In Brazil, there has been commitment of governments to finance and support cancer registration, expansion of electronic medical record reporting, and an increase in passive data collection.
Decreased biopsies and other diagnostic procedures in the last two years – induced by Covid – are probably the reason for a lower cancer incidence, and the pandemic certainly reduced the number of surgical procedures and may have induced a rise in chemotherapy, as well as lower cancer mortality due to premature deaths in cancer patients in whom Covid was the primary cause of death.
At regional level within LATAM, Brazil ranks highest in terms of collaborations due to the presence of MTBs supporting decision making. In terms of governance, all countries within LATAM are range around a 50% score for indicating availability or implementation of policies and guidance.
Mexico ranks well in terms of reimbursement due to good scores for level of trust, the timeline for HTA and approval. Brazil and Argentina score well in terms of good infrastructure. But the level of access and availability of education and training remain very low for all, and especially for Mexico. Peru, Argentina and Mexico rank low in terms of attention to infrastructure requirements and access to biobanks.
- Policy frameworks should be revised to realise the expanding potential of oncogenomics in more personalised paediatric cancer care.

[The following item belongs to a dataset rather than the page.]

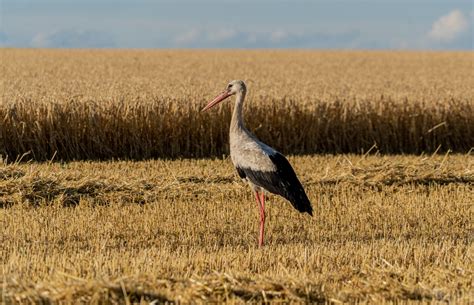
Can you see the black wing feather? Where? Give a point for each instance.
(282, 182)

- The momentum imparted by COVID 19 for reviewing healthcare policy should be channelled into adopting new approaches to improving paediatric cancer with improved and safer therapies.
- Improvements cannot emerge from a vacuum or from unilateral action alone: collaboration must be established between all actors, including those who regulate and those who pay for healthcare and social provision.
- An overarching scheme is necessary for comprehensive progress towards implementing PM, and particularly in bringing oncogenomics into paediatric care, with a convergence of awareness, infrastructure and investment to create a conducive ecosystem.